Our staff live in nearby villages and understand the issues local people have. Our neighbours are concerned about development, volume and types of traffic, change of use in rural areas and we recognise these topics can bring about many questions as well as strong feelings and differences of opinion.

We hope by providing the facts of this complex issue, especially given the amount of misinformation and speculation there has already been, you will have more of the information needed to make up your own mind.

Please take time to view the maps, statements and explanations we have included here, plus links to the EDDC planning application, where you can read and see what others think.

Blackhill Quarry has no statutory conservation designations, although it is registered as a County Wildlife Site. Attempting to restore heathland on industrial sites can be extremely problematic due to the raised nutrient enrichment of the land due to lime. Similar issues are already the case on East Budleigh common, where the remains of buildings from Dalditch Camp, make management of this site, extremely difficult. To mitigate the loss of 1.09 ha heathland (from total area of 63 ha for the quarry) not restored from hard-standing, we would be looking to create significantly more heathland and of a better quality. This is likely to be through the conversion of existing coniferous plantations to heathland. Our goal is certainly for there to be a biodiversity uplift above and beyond that proposed under the existing restoration scheme.

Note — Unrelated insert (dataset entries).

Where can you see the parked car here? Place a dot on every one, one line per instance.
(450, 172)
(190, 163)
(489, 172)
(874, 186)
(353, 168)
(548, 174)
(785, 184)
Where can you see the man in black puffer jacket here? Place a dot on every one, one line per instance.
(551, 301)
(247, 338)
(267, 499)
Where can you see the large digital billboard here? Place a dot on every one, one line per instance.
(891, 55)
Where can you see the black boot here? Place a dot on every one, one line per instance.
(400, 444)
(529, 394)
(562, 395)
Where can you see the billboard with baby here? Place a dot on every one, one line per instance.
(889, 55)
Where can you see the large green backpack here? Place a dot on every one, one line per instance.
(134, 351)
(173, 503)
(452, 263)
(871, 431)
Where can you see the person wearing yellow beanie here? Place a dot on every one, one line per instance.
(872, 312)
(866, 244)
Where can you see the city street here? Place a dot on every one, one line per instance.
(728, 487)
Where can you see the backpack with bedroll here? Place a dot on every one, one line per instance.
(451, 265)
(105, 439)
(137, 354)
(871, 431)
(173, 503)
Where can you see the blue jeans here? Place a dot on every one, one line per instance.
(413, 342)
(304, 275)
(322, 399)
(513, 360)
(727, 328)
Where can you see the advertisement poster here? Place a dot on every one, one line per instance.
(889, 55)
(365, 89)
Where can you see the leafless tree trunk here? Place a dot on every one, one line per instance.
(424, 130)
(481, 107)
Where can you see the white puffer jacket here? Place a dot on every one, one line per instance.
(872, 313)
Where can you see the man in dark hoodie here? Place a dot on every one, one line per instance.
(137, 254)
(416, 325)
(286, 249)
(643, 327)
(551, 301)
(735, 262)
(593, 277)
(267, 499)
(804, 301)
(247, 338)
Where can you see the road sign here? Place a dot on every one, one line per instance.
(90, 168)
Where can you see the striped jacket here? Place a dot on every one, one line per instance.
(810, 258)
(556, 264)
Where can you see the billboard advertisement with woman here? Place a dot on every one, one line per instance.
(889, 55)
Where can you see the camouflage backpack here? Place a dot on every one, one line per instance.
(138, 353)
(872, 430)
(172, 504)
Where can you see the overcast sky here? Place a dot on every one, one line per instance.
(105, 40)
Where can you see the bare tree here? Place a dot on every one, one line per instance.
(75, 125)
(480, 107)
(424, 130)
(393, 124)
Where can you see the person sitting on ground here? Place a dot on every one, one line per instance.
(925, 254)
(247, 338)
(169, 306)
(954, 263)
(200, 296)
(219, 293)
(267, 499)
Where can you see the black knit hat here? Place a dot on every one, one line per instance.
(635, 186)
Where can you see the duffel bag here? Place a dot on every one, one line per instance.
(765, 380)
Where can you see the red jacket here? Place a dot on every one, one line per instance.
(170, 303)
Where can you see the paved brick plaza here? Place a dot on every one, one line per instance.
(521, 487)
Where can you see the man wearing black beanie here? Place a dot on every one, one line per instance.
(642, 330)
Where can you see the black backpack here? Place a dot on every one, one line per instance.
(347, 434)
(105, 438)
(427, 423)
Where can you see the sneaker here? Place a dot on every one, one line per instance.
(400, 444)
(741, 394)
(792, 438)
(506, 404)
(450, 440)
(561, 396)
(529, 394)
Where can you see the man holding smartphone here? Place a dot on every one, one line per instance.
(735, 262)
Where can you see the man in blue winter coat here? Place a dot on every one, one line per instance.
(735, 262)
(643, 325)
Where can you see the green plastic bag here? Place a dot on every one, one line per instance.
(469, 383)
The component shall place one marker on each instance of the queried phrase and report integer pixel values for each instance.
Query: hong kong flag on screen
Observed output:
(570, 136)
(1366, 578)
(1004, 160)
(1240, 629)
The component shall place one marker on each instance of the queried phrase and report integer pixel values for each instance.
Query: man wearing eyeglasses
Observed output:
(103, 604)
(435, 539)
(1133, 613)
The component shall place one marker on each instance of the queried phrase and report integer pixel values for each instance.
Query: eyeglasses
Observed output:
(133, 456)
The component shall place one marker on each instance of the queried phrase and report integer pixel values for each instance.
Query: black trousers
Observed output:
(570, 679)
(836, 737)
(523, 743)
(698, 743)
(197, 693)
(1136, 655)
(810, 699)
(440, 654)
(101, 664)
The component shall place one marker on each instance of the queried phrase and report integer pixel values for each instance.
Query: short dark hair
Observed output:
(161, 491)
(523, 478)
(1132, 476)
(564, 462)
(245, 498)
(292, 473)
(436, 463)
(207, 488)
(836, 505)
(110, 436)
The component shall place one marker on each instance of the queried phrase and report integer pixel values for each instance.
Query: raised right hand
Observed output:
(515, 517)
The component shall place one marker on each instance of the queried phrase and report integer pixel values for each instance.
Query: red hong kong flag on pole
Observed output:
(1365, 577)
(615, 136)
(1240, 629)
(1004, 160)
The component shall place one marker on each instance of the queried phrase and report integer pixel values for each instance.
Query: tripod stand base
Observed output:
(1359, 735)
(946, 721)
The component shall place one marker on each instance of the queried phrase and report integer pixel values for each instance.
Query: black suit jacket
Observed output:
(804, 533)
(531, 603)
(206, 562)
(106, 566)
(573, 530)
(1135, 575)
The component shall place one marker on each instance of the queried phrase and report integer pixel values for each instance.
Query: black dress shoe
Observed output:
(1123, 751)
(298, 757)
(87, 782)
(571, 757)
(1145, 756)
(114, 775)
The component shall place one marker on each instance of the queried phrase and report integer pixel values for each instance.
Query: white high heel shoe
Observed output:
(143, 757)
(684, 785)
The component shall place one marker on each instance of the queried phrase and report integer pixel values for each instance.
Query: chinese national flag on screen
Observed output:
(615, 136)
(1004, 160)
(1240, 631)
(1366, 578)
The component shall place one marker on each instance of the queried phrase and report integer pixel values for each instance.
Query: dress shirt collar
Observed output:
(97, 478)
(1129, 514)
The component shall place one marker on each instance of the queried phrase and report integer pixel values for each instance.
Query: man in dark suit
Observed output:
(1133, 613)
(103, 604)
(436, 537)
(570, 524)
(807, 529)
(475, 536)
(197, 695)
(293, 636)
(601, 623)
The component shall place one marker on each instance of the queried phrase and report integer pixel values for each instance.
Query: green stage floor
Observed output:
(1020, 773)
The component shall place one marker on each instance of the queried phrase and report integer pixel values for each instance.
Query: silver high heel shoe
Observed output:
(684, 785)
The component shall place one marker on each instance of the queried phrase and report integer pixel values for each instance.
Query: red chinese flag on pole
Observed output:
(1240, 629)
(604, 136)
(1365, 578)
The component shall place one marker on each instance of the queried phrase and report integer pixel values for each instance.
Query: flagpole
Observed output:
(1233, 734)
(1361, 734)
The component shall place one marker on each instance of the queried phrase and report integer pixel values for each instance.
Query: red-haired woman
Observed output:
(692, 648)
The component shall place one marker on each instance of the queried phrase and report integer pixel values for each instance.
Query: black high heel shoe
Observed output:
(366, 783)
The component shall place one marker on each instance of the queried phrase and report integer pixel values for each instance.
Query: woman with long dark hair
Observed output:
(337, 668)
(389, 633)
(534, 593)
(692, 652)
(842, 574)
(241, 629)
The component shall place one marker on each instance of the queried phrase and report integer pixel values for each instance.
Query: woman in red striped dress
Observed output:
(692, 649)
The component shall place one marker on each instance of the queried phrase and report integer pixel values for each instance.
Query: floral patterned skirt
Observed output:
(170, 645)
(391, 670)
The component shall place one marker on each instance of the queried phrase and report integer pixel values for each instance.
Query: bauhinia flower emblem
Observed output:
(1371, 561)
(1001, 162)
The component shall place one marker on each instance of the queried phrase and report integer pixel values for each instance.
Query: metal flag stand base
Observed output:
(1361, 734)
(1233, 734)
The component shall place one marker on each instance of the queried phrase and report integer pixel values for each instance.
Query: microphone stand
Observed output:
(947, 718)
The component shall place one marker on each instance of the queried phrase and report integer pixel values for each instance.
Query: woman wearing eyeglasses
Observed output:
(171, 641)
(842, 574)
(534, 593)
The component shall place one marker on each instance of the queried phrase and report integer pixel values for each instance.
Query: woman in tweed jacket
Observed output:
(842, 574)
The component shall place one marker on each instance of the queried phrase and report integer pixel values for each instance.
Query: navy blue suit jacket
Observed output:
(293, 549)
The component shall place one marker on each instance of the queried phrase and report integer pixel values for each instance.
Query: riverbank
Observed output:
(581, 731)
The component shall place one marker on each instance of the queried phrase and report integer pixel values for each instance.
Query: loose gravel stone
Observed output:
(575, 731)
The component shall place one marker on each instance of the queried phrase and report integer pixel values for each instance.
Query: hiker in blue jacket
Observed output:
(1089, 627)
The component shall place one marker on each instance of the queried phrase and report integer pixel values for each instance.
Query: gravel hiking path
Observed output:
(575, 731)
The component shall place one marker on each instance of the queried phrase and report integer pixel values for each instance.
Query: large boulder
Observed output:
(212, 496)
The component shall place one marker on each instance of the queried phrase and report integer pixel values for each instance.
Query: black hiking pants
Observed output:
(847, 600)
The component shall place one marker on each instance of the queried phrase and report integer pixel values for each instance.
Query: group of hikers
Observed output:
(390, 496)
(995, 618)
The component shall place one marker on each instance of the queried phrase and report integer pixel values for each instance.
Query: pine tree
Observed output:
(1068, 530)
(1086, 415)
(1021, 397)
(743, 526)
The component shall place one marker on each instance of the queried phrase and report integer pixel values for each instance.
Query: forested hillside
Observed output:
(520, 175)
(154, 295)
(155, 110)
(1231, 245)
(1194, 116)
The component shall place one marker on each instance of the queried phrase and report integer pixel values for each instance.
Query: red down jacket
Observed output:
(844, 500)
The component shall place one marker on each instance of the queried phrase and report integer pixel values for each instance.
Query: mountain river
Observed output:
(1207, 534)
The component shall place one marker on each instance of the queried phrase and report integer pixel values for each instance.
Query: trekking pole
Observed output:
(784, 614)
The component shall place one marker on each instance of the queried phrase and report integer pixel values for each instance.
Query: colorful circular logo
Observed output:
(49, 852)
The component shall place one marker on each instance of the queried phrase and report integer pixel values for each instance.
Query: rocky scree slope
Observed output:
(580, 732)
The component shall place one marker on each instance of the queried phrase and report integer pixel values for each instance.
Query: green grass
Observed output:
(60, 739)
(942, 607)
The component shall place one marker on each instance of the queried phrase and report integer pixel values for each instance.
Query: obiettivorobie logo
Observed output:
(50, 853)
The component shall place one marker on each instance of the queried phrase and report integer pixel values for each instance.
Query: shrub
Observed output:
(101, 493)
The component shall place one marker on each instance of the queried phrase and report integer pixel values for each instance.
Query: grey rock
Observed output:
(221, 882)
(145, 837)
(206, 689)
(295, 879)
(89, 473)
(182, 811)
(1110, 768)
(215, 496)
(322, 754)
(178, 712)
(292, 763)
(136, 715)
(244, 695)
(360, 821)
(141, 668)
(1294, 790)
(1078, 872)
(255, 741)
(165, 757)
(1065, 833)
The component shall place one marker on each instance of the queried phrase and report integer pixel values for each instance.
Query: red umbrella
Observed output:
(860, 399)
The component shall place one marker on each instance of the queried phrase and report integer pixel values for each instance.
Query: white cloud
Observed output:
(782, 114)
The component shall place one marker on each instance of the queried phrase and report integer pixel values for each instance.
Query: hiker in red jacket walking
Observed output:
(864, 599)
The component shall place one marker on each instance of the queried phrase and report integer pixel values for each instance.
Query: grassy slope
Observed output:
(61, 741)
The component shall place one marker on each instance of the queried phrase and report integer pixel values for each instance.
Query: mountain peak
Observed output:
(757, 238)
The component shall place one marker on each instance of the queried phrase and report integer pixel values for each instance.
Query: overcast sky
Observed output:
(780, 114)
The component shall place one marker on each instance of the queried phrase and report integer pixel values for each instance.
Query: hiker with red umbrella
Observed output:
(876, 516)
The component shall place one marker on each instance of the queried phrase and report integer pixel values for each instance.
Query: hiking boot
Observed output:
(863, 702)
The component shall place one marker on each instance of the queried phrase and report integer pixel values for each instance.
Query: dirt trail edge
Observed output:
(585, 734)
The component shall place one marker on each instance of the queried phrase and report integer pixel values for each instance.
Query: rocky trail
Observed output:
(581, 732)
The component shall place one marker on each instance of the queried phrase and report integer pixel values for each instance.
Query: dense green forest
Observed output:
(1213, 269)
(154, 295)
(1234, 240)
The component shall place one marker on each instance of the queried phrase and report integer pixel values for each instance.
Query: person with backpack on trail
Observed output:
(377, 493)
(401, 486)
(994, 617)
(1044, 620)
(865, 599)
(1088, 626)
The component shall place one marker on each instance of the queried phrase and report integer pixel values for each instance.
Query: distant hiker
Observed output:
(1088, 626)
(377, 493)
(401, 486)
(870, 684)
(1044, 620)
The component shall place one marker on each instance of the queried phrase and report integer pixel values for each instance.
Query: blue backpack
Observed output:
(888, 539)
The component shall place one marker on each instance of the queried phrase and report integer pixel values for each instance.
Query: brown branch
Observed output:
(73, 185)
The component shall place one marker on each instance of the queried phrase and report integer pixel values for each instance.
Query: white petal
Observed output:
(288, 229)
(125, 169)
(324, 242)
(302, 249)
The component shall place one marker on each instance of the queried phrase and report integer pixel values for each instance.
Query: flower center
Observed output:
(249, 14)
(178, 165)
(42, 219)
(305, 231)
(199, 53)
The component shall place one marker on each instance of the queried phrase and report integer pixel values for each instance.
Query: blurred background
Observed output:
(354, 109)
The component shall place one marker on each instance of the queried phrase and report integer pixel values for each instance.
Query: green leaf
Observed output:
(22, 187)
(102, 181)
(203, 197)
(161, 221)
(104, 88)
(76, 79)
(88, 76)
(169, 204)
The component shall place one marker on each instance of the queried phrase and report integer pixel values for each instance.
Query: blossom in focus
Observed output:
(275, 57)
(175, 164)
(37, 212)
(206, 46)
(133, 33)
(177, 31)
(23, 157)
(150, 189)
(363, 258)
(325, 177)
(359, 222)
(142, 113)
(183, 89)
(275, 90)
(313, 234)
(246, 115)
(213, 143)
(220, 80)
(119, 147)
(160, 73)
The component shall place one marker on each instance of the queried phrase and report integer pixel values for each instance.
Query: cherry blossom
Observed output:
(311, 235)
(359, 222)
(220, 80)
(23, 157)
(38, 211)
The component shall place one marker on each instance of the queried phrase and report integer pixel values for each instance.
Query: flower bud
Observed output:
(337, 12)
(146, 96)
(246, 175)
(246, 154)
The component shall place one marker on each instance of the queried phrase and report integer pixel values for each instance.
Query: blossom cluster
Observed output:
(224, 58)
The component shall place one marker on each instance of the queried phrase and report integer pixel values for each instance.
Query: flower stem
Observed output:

Later in the year we will organise a visit to Blackhill so you can see the restoration work in progress and ask any questions. In the meantime please contact any one of the team if you have any further queries.

The Pebblebeds Team”

The communication continues with some extraordinary reasons why CEE thinks the engineering works are a special case including:

* Specialising in steel fabrication and design, Blackhill Engineering has recently been involved in many prestigious projects including the design of flood defence gates for New York City Hospital, work for the European Space Agency and the pier at Hinkley Point for which Blackhill has been recognised with two awards from EDF Energy.
[aahhhh!!! now Owl understands!]

* The site proposed is currently covered in concrete and any restoration to high quality habitat will be problematic …”

Who knew that concrete couldn’t be so difficult to remove! If it’s THAT difficult perhaps we shouldn’t allow any development at all at this site since more and more concrete will be needed to expand it!